Mülk sahipleri hangi aşamada, nasıl dahil oldular sürece?
Ada temsilcileri ile de görüşmeler yaptık. Desteklediler bu çalışmayı; en başından yapılması gereken buydu dediler. Şu anda da rehberin uygulanması için en büyük çabayı yine dernek veriyor.
Fikirtepe için hazırlanan plan, İstanbul’un 1/100.000 ölçekli çevre düzeni planıyla nasıl ilişki kurmuştu?
İstanbul’un Çevre Düzeni Planı çok geç yapılmış bir plan; daha da önemlisi, eski imar planlama yaklaşımıyla hazırlanmış olması. Başka bir planlama yaklaşımı biliyor muyuz?
İstanbul’da her biri kent büyüklüğünde 39 ilçe var. Bunları, İstanbul tek bir kentmiş gibi planlayabilmek mümkün mü? Diyelim ki yaptık, ama onun üstüne 3. köprü, havaalanı, Kanal İstanbul gibi İstanbul’un kentsel kurgusunu altüst eden kararlar geldi.
Şimdi Afet Yasası, o kadar güçlü bir yasa ki, bütün imar planları zaten iptal oldu. Değerin yüksek, yoğunluğun ve gelirin düşük olduğu alanlar riskli.

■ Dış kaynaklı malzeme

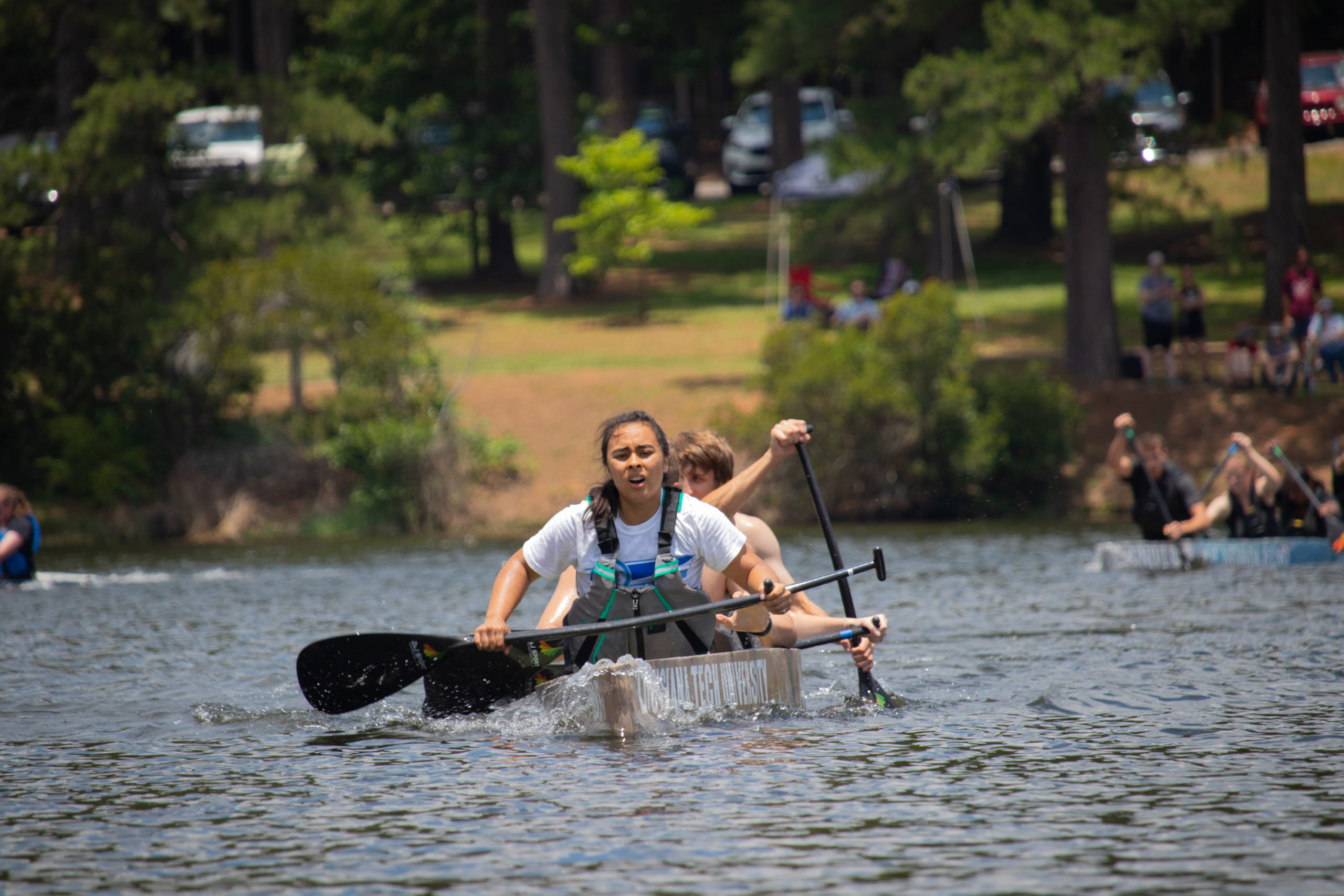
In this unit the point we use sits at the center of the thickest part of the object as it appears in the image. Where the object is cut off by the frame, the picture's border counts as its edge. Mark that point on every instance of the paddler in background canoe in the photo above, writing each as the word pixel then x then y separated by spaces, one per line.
pixel 20 536
pixel 707 472
pixel 1297 516
pixel 1187 511
pixel 640 547
pixel 1249 503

Artık İstanbul’un Çevre Düzeni Planı var demeyelim bence.
İstanbul'da Kentsel Dönüşümün Geleceği ve Fikirtepe Çözüm Çalıştayı’nda konuşan GENAR Başkanı İhsan Aktaş, “Devlet bu projeyle kendi fikriyatının yaklaşımını revize ediyor” demişti. Ama 4 - 5 kere revize edilen bir projeden bahsediyoruz.
Zaten köklü bir değişiklik yok imar planında. Yol genişlikleri birazcık artıyor, emsal hesaplamalarında ufacık değişiklikler yapılıyor. Aynı bakış açısıyla, aynı mantıkla ana fikir pek gelişmiyor.
İstanbul Altyapı ve Kentsel Dönüşüm Müdürlüğü’nün kapanmasıyla, rehber çalışmasının da yasal olmayan yaptırımı bitti. Yatırımcılar, dernek ile yaptığımız toplantılar, bu tür çalışmalara başlamadan önce tasarım rehberlerinin hazırlanmasının gerekliliğinin anlaşılmasını sağladı. Rehber fikri ve tasarım yaklaşımı algılandı ve şu an dernek bu çalışmayı sahipleniyor. Kimi zaman bir etiket, pazarlama aracı olarak kullanılsalar da, İstanbul’da proje yapan, hatta ofisi bulunan birçok yabancı planlama, kentsel tasarım, mimarlık pratiği olduğunu biliyoruz. KCAP deneyiminizden yola çıkarsak, yabancılarla çalışmak konusunda neler söyleyebilirsiniz?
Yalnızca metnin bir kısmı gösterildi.